If I file a RCR case to slow down the divorce case , if I win the case and he won't come to stay with me.Then what will be the impact of the RCR order in my favour on his divorce case?

Only unbiased legal advice is begged hereby.Thanks.






Why did your hasband cheat on you?

Taali ek haaath se oh nahi bajti.......




If dont want to give divorce, tell dont want to give divorce, until the day your illtreatment is proven and he is granted divorce.




But until then it is happy roaming to court halls!

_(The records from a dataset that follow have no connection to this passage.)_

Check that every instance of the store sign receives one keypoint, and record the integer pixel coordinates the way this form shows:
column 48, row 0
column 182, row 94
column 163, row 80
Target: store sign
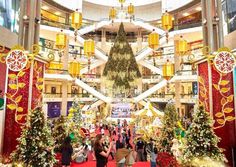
column 121, row 110
column 194, row 88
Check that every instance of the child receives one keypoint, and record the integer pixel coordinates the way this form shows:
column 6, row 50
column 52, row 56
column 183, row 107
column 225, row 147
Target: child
column 66, row 151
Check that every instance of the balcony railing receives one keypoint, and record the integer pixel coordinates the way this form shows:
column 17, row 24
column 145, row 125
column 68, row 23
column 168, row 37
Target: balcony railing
column 172, row 95
column 69, row 95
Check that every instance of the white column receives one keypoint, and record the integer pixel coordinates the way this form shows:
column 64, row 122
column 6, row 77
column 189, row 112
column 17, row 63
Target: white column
column 177, row 84
column 64, row 88
column 139, row 40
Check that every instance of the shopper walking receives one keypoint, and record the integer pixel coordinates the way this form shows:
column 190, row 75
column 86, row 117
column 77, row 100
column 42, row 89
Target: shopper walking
column 100, row 152
column 66, row 151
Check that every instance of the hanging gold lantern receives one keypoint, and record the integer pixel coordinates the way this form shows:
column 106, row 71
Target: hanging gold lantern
column 167, row 23
column 131, row 9
column 76, row 21
column 89, row 50
column 55, row 67
column 168, row 70
column 89, row 47
column 112, row 14
column 181, row 46
column 153, row 40
column 122, row 2
column 74, row 68
column 60, row 40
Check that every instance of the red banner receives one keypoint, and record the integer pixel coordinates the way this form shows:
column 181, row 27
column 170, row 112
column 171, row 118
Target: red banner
column 223, row 104
column 18, row 92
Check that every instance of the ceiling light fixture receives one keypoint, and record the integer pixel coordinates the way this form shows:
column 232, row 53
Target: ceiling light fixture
column 185, row 14
column 57, row 13
column 45, row 7
column 199, row 8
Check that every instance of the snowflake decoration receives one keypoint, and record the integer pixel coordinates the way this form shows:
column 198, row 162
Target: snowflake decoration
column 224, row 62
column 16, row 60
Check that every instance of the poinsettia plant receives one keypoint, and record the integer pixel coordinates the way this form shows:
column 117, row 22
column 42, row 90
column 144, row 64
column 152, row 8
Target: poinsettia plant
column 165, row 159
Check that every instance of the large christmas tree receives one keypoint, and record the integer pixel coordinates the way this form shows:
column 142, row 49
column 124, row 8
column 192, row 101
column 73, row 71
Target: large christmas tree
column 121, row 68
column 201, row 141
column 167, row 134
column 35, row 146
column 59, row 132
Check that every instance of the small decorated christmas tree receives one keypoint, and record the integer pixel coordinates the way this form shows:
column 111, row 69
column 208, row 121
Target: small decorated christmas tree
column 201, row 141
column 169, row 123
column 59, row 132
column 35, row 146
column 75, row 121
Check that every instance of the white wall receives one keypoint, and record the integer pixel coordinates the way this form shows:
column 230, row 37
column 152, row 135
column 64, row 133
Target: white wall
column 99, row 12
column 71, row 4
column 7, row 38
column 116, row 2
column 173, row 4
column 229, row 40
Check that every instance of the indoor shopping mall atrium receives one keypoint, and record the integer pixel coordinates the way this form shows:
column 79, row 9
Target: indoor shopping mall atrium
column 117, row 83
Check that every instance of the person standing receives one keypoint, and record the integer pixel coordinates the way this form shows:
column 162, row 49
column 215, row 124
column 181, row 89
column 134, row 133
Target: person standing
column 140, row 149
column 152, row 151
column 66, row 151
column 121, row 155
column 100, row 153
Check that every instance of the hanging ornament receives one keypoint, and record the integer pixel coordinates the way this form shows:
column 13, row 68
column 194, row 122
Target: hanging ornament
column 181, row 46
column 112, row 14
column 76, row 21
column 74, row 68
column 55, row 67
column 61, row 40
column 224, row 62
column 131, row 11
column 153, row 40
column 16, row 60
column 89, row 50
column 167, row 23
column 168, row 70
column 122, row 2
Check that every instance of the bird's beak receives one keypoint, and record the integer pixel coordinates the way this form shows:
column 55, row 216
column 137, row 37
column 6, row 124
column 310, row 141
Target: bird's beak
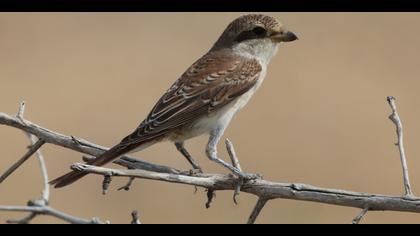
column 286, row 36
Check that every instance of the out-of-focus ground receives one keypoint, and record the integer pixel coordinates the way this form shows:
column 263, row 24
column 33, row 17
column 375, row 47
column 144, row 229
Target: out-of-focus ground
column 320, row 117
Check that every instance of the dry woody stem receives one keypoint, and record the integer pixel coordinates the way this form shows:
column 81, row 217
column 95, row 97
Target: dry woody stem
column 263, row 189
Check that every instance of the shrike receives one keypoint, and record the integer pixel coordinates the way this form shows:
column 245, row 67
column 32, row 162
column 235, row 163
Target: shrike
column 207, row 96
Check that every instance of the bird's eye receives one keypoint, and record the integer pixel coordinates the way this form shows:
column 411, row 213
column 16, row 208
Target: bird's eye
column 259, row 31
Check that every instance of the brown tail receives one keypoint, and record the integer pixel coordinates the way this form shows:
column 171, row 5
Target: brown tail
column 105, row 158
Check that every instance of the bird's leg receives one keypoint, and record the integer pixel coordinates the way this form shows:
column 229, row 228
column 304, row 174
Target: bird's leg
column 181, row 148
column 211, row 152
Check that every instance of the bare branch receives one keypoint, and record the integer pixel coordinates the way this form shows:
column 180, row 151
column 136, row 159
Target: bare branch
column 257, row 210
column 360, row 216
column 41, row 160
column 271, row 190
column 105, row 184
column 22, row 160
column 128, row 185
column 235, row 162
column 395, row 118
column 81, row 146
column 136, row 218
column 232, row 154
column 24, row 220
column 264, row 190
column 46, row 210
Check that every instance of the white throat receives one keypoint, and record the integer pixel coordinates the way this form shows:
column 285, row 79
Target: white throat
column 263, row 51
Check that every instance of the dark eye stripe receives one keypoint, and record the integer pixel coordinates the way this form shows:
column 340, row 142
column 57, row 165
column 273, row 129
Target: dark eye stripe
column 257, row 32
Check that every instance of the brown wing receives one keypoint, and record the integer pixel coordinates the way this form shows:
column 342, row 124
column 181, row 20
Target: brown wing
column 209, row 84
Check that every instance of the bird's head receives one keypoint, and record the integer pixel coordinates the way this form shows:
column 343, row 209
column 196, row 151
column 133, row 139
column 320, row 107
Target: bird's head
column 255, row 34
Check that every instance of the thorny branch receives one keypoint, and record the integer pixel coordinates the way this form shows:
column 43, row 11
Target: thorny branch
column 41, row 207
column 264, row 190
column 395, row 118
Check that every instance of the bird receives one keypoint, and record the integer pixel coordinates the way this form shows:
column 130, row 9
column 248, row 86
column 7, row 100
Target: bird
column 205, row 98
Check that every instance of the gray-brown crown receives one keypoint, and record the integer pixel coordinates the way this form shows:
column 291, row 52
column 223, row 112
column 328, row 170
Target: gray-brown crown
column 246, row 23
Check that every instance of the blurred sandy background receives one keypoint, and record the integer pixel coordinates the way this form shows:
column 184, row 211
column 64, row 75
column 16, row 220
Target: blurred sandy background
column 97, row 75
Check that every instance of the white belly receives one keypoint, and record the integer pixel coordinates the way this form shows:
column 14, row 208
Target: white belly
column 220, row 119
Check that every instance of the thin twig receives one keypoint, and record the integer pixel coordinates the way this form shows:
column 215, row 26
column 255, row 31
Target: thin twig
column 213, row 182
column 210, row 196
column 232, row 154
column 128, row 185
column 235, row 162
column 360, row 216
column 105, row 184
column 24, row 220
column 257, row 210
column 135, row 218
column 270, row 190
column 40, row 157
column 46, row 210
column 395, row 118
column 22, row 160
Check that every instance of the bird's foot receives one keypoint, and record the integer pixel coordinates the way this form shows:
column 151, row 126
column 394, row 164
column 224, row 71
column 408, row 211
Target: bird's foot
column 242, row 179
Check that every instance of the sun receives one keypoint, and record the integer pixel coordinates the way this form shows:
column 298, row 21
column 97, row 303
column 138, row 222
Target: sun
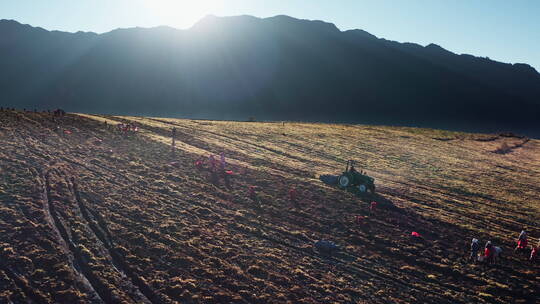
column 182, row 13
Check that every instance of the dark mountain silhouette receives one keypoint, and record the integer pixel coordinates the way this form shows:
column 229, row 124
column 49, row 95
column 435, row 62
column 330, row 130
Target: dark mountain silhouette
column 277, row 68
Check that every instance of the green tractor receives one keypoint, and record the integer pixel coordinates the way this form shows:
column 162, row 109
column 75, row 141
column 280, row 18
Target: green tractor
column 351, row 178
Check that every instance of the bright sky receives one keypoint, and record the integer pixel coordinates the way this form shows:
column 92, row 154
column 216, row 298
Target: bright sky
column 502, row 30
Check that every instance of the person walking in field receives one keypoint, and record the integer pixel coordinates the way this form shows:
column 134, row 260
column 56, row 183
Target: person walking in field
column 522, row 241
column 488, row 253
column 475, row 247
column 534, row 252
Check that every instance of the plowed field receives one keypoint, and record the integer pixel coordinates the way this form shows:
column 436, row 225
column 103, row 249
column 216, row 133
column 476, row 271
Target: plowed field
column 89, row 214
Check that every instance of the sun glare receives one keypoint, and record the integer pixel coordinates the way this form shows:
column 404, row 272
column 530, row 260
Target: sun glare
column 182, row 13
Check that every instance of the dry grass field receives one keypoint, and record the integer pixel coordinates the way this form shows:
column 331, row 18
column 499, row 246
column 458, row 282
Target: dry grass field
column 90, row 215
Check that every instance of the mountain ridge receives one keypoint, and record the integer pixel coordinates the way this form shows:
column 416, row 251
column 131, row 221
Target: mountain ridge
column 276, row 68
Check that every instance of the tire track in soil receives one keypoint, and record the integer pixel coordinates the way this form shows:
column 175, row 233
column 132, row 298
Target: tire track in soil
column 74, row 258
column 103, row 234
column 23, row 286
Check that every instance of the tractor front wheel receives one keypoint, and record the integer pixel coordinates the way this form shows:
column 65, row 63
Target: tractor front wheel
column 344, row 181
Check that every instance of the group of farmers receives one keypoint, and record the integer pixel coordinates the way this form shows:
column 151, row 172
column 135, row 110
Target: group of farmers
column 493, row 253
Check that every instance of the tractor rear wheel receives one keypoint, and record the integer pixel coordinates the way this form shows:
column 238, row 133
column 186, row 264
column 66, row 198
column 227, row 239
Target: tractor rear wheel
column 362, row 188
column 344, row 181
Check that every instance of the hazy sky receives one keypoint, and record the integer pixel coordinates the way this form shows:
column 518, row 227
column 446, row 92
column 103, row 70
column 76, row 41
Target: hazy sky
column 502, row 30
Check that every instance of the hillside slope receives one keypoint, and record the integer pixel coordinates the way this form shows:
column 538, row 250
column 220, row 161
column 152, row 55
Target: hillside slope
column 89, row 215
column 277, row 68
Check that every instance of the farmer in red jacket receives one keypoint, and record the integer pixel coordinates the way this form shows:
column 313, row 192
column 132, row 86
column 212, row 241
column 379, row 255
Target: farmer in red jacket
column 488, row 253
column 522, row 241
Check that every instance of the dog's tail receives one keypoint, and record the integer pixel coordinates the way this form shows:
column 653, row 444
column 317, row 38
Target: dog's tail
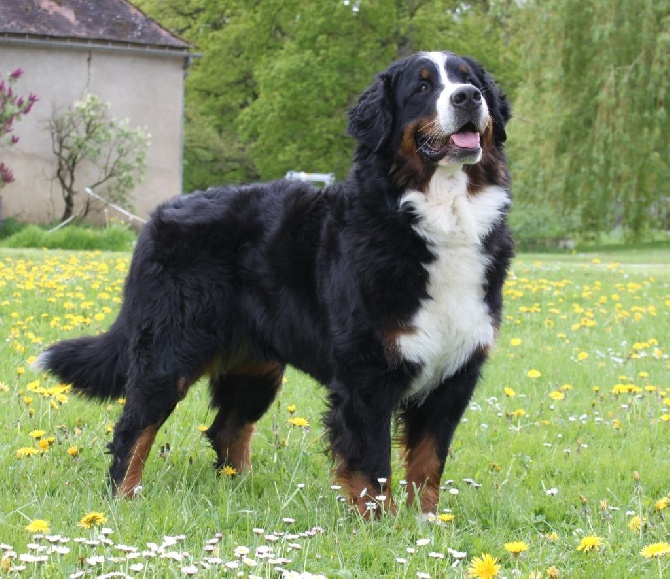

he was cheating me ..i was unaware..he had relation with many girls beside this affair and a so called happy family.The day i came to know his hidden world we had fighting on these issues..He says as he is a male he has right to do so as many men in the society keep relation with other women.I protested "you can say this a taali from my side".Can you believe he is not at home since saturday morning, he is outstation with the mistress.My kids are calling him but he is not responding so that I can not trace him.

 

@Manish


I can't play with my kids sending them to stay with him.He even don't care when they have high fever..he is not seen for a week even when they are sick..dont entertain 4 year old son when he insists to go school with papa..he will spoil them leaving with maid...sorry but i found this piece of advice very unsound!